I'm not trying to push anyone into having an epidural.

I'm saying they shouldn't decide not to have one based on nonsense.

Epidurals are proven to be safe and effective pain relief. If you think there is a downside, namely that they statistically increase the risk of other interventions, it's on you to demonstrate that, not on others to disprove it.

MargotBamborough · 04/10/2023 14:34

IslaWinds · 04/10/2023 14:33

I do. That’s why I posted studies from countries that are as comparable to the U.K. as France is. You rubbished them.

The USA isn't comparable to the UK in any way at all, least of all where healthcare is concerned.

IslaWinds · 04/10/2023 14:39

MargotBamborough · 04/10/2023 14:33

Again, no.

I'm not trying to push anyone into having an epidural.

I'm saying they shouldn't decide not to have one based on nonsense.

Epidurals are proven to be safe and effective pain relief. If you think there is a downside, namely that they statistically increase the risk of other interventions, it's on you to demonstrate that, not on others to disprove it.

Sigh. You called a lot of things “nonsense” that had nothing to do with epidurals/csection links that were not nonsense.

You have done more than assert that epidurals are safe and effective…btw safe is a different qualifier from no risk. Most medications approved as safe and effective can actually have fatal side effects for a tiny % of people. So safe doesn’t mean without risk. I have not implied that epidurals are unsafe or ineffective, so I do not need to prove anything of the sort.

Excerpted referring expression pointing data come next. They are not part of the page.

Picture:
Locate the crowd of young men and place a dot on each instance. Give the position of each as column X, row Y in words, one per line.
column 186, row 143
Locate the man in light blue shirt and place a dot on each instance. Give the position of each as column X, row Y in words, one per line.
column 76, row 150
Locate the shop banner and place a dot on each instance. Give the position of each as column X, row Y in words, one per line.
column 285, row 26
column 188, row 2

IslaWinds · 04/10/2023 14:41

MargotBamborough · 04/10/2023 14:34

The USA isn't comparable to the UK in any way at all, least of all where healthcare is concerned.

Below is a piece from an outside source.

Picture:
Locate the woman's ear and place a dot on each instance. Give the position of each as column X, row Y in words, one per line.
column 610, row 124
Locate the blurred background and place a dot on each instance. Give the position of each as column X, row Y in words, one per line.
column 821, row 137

In terms of studying the risks and side effects of medications it absolutely is comparable. Last I looked Americans were human beings with a very similar culture, language and lifestyle to British.

MargotBamborough · 04/10/2023 14:43

IslaWinds · 04/10/2023 14:39

Sigh. You called a lot of things “nonsense” that had nothing to do with epidurals/csection links that were not nonsense.

You have done more than assert that epidurals are safe and effective…btw safe is a different qualifier from no risk. Most medications approved as safe and effective can actually have fatal side effects for a tiny % of people. So safe doesn’t mean without risk. I have not implied that epidurals are unsafe or ineffective, so I do not need to prove anything of the sort.

If you think there are risks associated, you need to be able to articulate what those risks are and what the increased likelihood of them is with an epidural vs without an epidural.

Otherwise, just muttering about risks is, at best, unhelpful, and at worst, misinformation.